Three years after giving birth following a brutal gang-rape, Lettie MacBride and her family join a wagon train for a fresh start, where she meets a man with whom she will spend the rest of her life. Lettie MacBride was raped and impregnated at the age of 15 and although she loves her son, feels that she is too damaged for any romantic relationships. After years of false assumptions about her virtue by people in their area and the devastating border wars, she and her family hope to begin anew where nobody knows about the trauma she experienced.
Luke Fontaine is also running, but he does so to avoid the scandal from his own illegitimate birth. When he meets Lettie and her son Nathan one day amongst the wagons on the trail, he is immediately interested in them both. As they get closer, her father and eventually Lettie herself, tells Luke about her rape, assuming that he will lose interest. Instead, he kisses her, reassures her that making love will be nothing like her rape and asks for her hand in marriage.
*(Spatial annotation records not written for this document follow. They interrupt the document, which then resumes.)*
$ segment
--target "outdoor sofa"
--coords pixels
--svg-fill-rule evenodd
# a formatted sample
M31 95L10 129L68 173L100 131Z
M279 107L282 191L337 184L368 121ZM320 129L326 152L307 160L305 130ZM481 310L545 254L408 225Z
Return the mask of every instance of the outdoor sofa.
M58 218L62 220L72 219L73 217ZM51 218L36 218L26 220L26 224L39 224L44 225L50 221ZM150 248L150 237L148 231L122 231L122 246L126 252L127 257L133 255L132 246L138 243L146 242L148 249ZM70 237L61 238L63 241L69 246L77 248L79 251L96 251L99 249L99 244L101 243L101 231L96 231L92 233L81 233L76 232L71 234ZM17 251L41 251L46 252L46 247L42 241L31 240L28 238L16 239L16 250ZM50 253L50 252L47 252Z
After a quick marriage, they start their lives in a tiny, abandoned cabin on the huge piece of land they have claimed. Luke was right about the joy that a healthy relationship and intimacy provides. By their second winter, they are in a bigger home. Montana is a cold, challenging environment and soon after they settle, they conceive the second of what will ultimately be six healthy children. Unfortunately, the Native Americans are not happy about losing their land and neither were the squatters who had left the cabin many months before. Those squatters attempt to take the cabin, land and Lettie by force, and are killed in a shoot-out as the result.
Over the course of several years, Nathan is kidnapped by Native Americans, thought to be dead by the family and their youngest son, Paul, passes away after an illness. They also run a successful ranch with expensive horses and build a large home for their family.
Pain and problems still occur, including the kidnapping and rape of Katie, one of their daughters. When she is saved, she chooses to withdraw into herself and Lettie shares the details of her own rape to help her realize that rape does not define who you are. Eventually Katie meets and marries the love of her life and Nathan returns to the family due to reservations forcing the only family he remembers to endure their sub-human conditions.
Nathan's return prompts questions of ownership of the land and family loyalty. A romantic relationship between one of his biological siblings and the sister he was raised with also occurs, with an unfortunate death soon after. Finally, the children have all grown up, loved and lost and made Lettie and Luke grandparents many times over. After surviving natural disasters, Luke's heart attack and the different paths their children take as adults, Luke and Lettie are still madly in love decades after they first met.
Best part of story, including ending:
I loved the fact that it was exceptionally long. The story ran from April of 1863 to April of 1888 and therefore numerous changes were observed. The progression of the railroad and the type of hard work that was needed to live in Montana when it was being developed were fascinating.
Best scene in story:
Upon their arrival in Montana, the Fontaines make friends with a childless couple. Several months later, when the husband visits the Fontaines, he is surprised to see that Lettie is pregnant. She blushes when he references her pregnancy. It was a nice reminder that in that time period, pregnancy was often a taboo topic between the genders.
Opinion about the main character:
I loved Lettie and the fact that she was strong and courageous yet feminine and maternal. She chose not to tell any of her chidlren the truth about her first son's conception, until her own daughter was assaulted. However, when it was time to do so, she did not hesitate and did so because she it best for her daughter to learn that information.